Father of Radio, Lee DeForest, 1950, pages 337-338:

    The top of our High Bridge tower, 125 feet above the factory roof, was yet far below the level of the High Bridge and Washington Bridge, and of the stone cliff on the west side of the Harlem River opposite us. A less desirable site for a transmitting station could scarcely be imagined. However an antenna was now rigged and systematic tests of our transmitter panels and oscillator tubes were undertaken.
    Logwood and I had a number of skilled radio-fan friends in Manhattan and the Bronx, and soon our phone was kept busy with reports from these listeners and others as far afield as Bridgeport, Connecticut, and down New Jersey way.

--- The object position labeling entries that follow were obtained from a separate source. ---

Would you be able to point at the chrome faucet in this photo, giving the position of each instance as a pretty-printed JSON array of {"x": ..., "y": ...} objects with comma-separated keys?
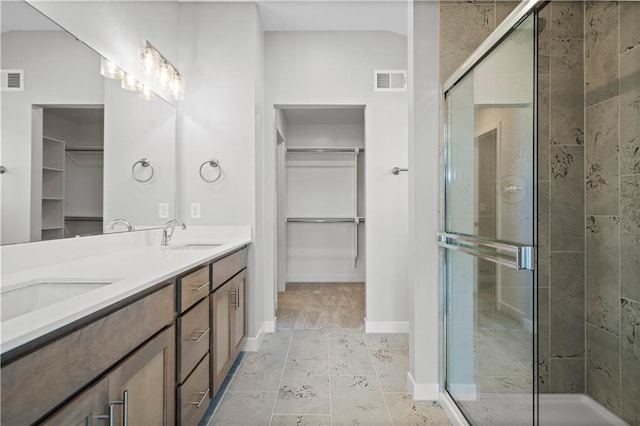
[
  {"x": 166, "y": 236},
  {"x": 122, "y": 221}
]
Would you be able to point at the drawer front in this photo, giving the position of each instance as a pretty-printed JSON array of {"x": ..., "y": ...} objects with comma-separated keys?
[
  {"x": 193, "y": 337},
  {"x": 226, "y": 268},
  {"x": 192, "y": 288},
  {"x": 194, "y": 395},
  {"x": 36, "y": 383}
]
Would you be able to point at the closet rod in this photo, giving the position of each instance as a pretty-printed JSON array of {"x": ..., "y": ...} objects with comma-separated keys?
[
  {"x": 324, "y": 219},
  {"x": 327, "y": 149}
]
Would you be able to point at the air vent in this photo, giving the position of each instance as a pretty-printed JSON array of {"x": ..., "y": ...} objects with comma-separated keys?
[
  {"x": 390, "y": 80},
  {"x": 12, "y": 80}
]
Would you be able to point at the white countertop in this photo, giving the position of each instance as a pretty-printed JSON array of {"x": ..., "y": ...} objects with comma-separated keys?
[{"x": 132, "y": 270}]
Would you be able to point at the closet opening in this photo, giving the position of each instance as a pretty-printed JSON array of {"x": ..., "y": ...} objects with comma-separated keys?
[{"x": 321, "y": 232}]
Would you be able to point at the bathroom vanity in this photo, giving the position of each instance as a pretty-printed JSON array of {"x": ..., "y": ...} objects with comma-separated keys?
[{"x": 150, "y": 348}]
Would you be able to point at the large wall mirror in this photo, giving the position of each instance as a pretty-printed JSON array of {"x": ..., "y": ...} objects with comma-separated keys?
[{"x": 77, "y": 150}]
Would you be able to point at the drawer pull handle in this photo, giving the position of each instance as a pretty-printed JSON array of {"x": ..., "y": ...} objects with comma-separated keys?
[
  {"x": 202, "y": 334},
  {"x": 199, "y": 403},
  {"x": 200, "y": 287}
]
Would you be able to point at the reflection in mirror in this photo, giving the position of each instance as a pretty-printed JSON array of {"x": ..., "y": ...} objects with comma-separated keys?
[{"x": 70, "y": 138}]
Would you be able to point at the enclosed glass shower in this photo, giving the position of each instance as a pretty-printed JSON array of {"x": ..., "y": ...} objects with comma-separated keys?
[{"x": 541, "y": 233}]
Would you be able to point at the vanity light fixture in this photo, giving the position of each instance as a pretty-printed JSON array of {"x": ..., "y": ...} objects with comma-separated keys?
[
  {"x": 129, "y": 82},
  {"x": 110, "y": 70},
  {"x": 167, "y": 77},
  {"x": 146, "y": 93}
]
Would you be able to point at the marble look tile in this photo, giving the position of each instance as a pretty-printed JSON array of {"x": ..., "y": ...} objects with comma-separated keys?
[
  {"x": 544, "y": 40},
  {"x": 385, "y": 341},
  {"x": 304, "y": 420},
  {"x": 601, "y": 51},
  {"x": 630, "y": 236},
  {"x": 602, "y": 273},
  {"x": 603, "y": 368},
  {"x": 601, "y": 150},
  {"x": 630, "y": 112},
  {"x": 566, "y": 100},
  {"x": 407, "y": 412},
  {"x": 566, "y": 376},
  {"x": 462, "y": 29},
  {"x": 567, "y": 19},
  {"x": 358, "y": 400},
  {"x": 260, "y": 371},
  {"x": 279, "y": 339},
  {"x": 630, "y": 345},
  {"x": 304, "y": 391},
  {"x": 567, "y": 305},
  {"x": 543, "y": 235},
  {"x": 543, "y": 127},
  {"x": 543, "y": 340},
  {"x": 629, "y": 28},
  {"x": 245, "y": 408},
  {"x": 349, "y": 356},
  {"x": 566, "y": 198}
]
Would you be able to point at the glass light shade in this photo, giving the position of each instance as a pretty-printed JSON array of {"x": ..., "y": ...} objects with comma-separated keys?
[
  {"x": 129, "y": 82},
  {"x": 149, "y": 60},
  {"x": 110, "y": 70},
  {"x": 165, "y": 75},
  {"x": 177, "y": 87},
  {"x": 146, "y": 93}
]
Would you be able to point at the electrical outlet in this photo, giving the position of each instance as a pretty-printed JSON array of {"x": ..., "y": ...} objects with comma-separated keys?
[
  {"x": 163, "y": 210},
  {"x": 195, "y": 210}
]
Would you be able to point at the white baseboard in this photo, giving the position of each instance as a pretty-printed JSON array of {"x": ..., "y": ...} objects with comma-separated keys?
[
  {"x": 423, "y": 391},
  {"x": 464, "y": 391},
  {"x": 252, "y": 344},
  {"x": 386, "y": 326},
  {"x": 453, "y": 412},
  {"x": 345, "y": 278}
]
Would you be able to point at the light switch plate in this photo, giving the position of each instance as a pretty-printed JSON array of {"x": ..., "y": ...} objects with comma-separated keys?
[
  {"x": 195, "y": 210},
  {"x": 163, "y": 210}
]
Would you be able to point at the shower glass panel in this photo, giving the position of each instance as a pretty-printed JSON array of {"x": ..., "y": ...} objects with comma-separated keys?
[{"x": 489, "y": 235}]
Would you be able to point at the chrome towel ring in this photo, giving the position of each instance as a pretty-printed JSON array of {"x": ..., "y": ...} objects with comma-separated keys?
[
  {"x": 144, "y": 162},
  {"x": 214, "y": 163}
]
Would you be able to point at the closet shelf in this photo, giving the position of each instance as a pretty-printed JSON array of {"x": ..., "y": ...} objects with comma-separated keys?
[
  {"x": 324, "y": 149},
  {"x": 325, "y": 219}
]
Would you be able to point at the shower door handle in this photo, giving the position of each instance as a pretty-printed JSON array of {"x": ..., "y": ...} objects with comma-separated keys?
[{"x": 518, "y": 256}]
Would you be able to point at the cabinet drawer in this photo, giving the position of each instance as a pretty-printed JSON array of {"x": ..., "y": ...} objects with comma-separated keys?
[
  {"x": 194, "y": 395},
  {"x": 193, "y": 338},
  {"x": 226, "y": 268},
  {"x": 192, "y": 288}
]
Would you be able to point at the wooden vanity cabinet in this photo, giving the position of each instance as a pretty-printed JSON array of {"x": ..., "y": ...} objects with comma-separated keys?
[
  {"x": 138, "y": 391},
  {"x": 227, "y": 314}
]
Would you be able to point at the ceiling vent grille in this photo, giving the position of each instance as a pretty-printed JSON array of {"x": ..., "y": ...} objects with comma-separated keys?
[
  {"x": 12, "y": 80},
  {"x": 390, "y": 80}
]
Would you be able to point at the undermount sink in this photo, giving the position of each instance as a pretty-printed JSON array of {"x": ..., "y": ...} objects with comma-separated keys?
[
  {"x": 196, "y": 246},
  {"x": 38, "y": 295}
]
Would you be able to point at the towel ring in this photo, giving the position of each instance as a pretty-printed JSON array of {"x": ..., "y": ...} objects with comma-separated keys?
[
  {"x": 144, "y": 162},
  {"x": 215, "y": 164}
]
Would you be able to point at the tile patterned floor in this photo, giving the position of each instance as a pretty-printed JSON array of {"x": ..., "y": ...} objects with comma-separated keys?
[{"x": 319, "y": 368}]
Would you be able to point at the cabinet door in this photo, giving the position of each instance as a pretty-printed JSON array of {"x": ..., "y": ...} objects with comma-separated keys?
[
  {"x": 237, "y": 313},
  {"x": 90, "y": 408},
  {"x": 144, "y": 382},
  {"x": 221, "y": 301}
]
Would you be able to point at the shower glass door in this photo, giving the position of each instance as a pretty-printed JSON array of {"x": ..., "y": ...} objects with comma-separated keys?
[{"x": 489, "y": 235}]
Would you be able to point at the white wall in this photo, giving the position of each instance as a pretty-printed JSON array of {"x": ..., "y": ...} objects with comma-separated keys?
[
  {"x": 221, "y": 55},
  {"x": 424, "y": 188},
  {"x": 45, "y": 57},
  {"x": 136, "y": 129},
  {"x": 309, "y": 68},
  {"x": 117, "y": 29}
]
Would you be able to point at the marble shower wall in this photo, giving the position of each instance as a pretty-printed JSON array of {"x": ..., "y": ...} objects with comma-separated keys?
[
  {"x": 612, "y": 211},
  {"x": 561, "y": 201}
]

    One hundred and twenty-five watts output from one tube was our limit as yet. I was after ten times that amount. We now began installing the first "Radio Concert" transmitter at the Columbia Gramophone Building on 38th Street as probably giving us greater ranges than from High Bridge; and with a very sound business idea, thereby to greatly increase our sale of Audions and listening equipment. And Columbia was interested, as a very cheap sponsor, because I was to play each day a goodly number of their new records, announcing the title and "Columbia Gramophone Company" with each playing. Thus I became the world's first "disk jockey." That was then the limit of my radio advertising for this early sire of "CBS."

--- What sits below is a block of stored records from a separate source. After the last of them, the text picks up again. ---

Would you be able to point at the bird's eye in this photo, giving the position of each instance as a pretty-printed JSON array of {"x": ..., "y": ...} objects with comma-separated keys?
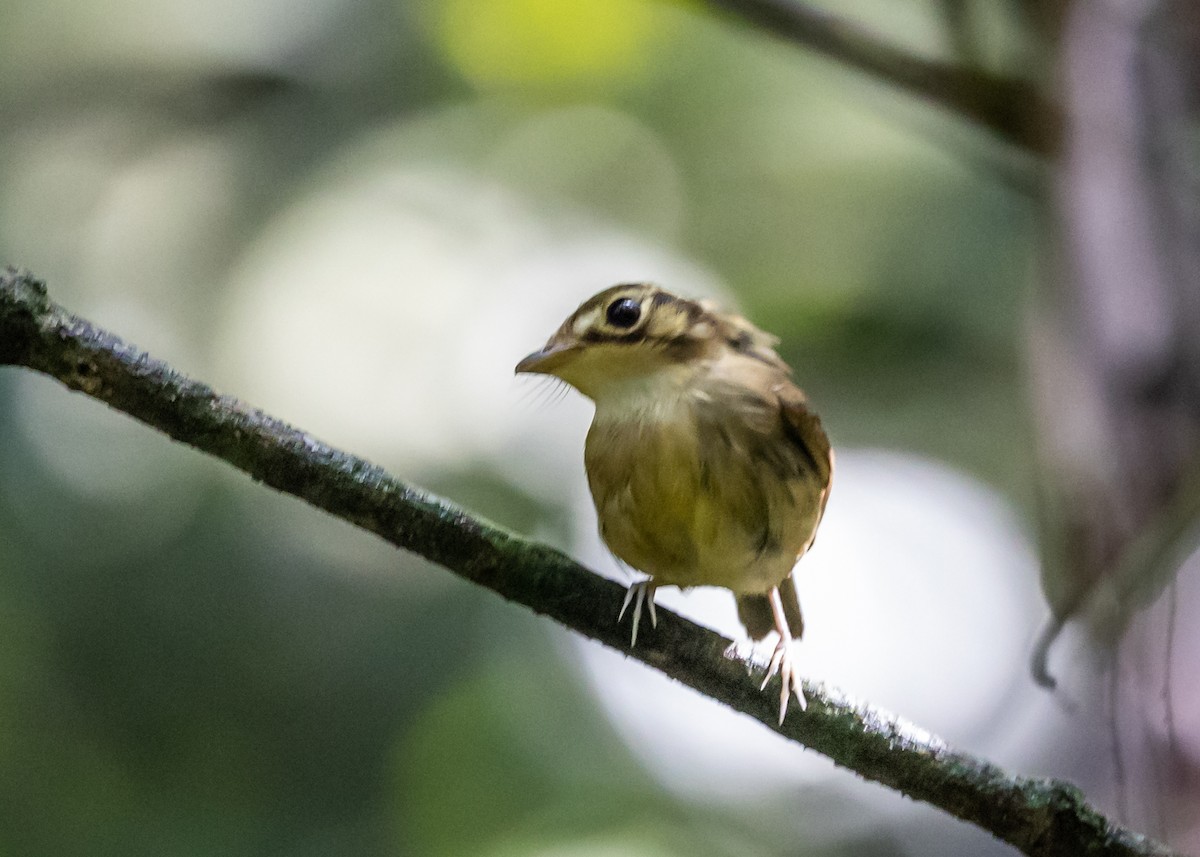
[{"x": 624, "y": 312}]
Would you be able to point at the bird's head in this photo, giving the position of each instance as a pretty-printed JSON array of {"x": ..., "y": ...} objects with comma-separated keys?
[{"x": 628, "y": 333}]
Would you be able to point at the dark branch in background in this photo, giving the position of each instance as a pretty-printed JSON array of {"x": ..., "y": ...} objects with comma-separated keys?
[
  {"x": 1011, "y": 108},
  {"x": 1043, "y": 817}
]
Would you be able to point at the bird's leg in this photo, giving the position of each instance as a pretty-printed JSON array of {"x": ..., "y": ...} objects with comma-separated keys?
[
  {"x": 781, "y": 659},
  {"x": 642, "y": 592}
]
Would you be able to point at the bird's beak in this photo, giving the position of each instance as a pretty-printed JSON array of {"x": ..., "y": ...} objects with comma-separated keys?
[{"x": 546, "y": 360}]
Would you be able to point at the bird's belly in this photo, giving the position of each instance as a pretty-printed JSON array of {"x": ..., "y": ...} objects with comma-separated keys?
[{"x": 688, "y": 520}]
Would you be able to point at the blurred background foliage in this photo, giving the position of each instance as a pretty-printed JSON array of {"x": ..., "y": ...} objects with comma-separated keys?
[{"x": 358, "y": 215}]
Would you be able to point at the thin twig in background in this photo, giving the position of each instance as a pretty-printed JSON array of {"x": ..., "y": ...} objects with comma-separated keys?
[
  {"x": 1043, "y": 817},
  {"x": 1011, "y": 108}
]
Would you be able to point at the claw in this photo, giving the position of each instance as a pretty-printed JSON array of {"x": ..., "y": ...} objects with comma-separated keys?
[
  {"x": 790, "y": 679},
  {"x": 781, "y": 659},
  {"x": 637, "y": 594}
]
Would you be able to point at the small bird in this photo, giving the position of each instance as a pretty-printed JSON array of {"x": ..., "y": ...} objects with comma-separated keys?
[{"x": 706, "y": 465}]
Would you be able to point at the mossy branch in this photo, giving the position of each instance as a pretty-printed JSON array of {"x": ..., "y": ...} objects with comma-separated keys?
[
  {"x": 1044, "y": 817},
  {"x": 1011, "y": 108}
]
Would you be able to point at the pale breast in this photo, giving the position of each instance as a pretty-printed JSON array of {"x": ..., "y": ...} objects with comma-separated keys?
[{"x": 702, "y": 495}]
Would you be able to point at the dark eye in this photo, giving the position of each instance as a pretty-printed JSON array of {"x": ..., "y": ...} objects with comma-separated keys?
[{"x": 624, "y": 312}]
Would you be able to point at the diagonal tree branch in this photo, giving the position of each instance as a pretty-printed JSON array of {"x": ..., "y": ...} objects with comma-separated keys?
[
  {"x": 1043, "y": 817},
  {"x": 1012, "y": 108}
]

    This was unquestionably the first "sponsored" radio program service. It aroused a deal of interest on the part of radio fans, not merely telegraph-code hams, and our sales of radio receivers, Audions, and crystal sets, began to pick up most gratifyingly.
    Broadcasting coverage from the 38th Street Columbia Building proving no greater, I moved the transmitter back to the High Bridge tower and resumed our testing, taking with me the Columbia phonograph and a goodly supply of records, with which I continued generously to regale all radio listeners. I distinctly remember how I then began to extol through the microphone the merits of our various radio wares; rather shamefacedly it is true, because I still cherished the earlier, quixotic idea that nought but good music and good entertainment or educational matter should go out over the radio. And when shortly thereafter the Western Electric Company opened up a radiotelephone transmitter for testing purposes on their West Street building, we heard them announce that "they had no superior quality variable condensers for sale." I felt the implied rebuke so keenly that thereafter all advertising matter was taboo from any radio station which I controlled.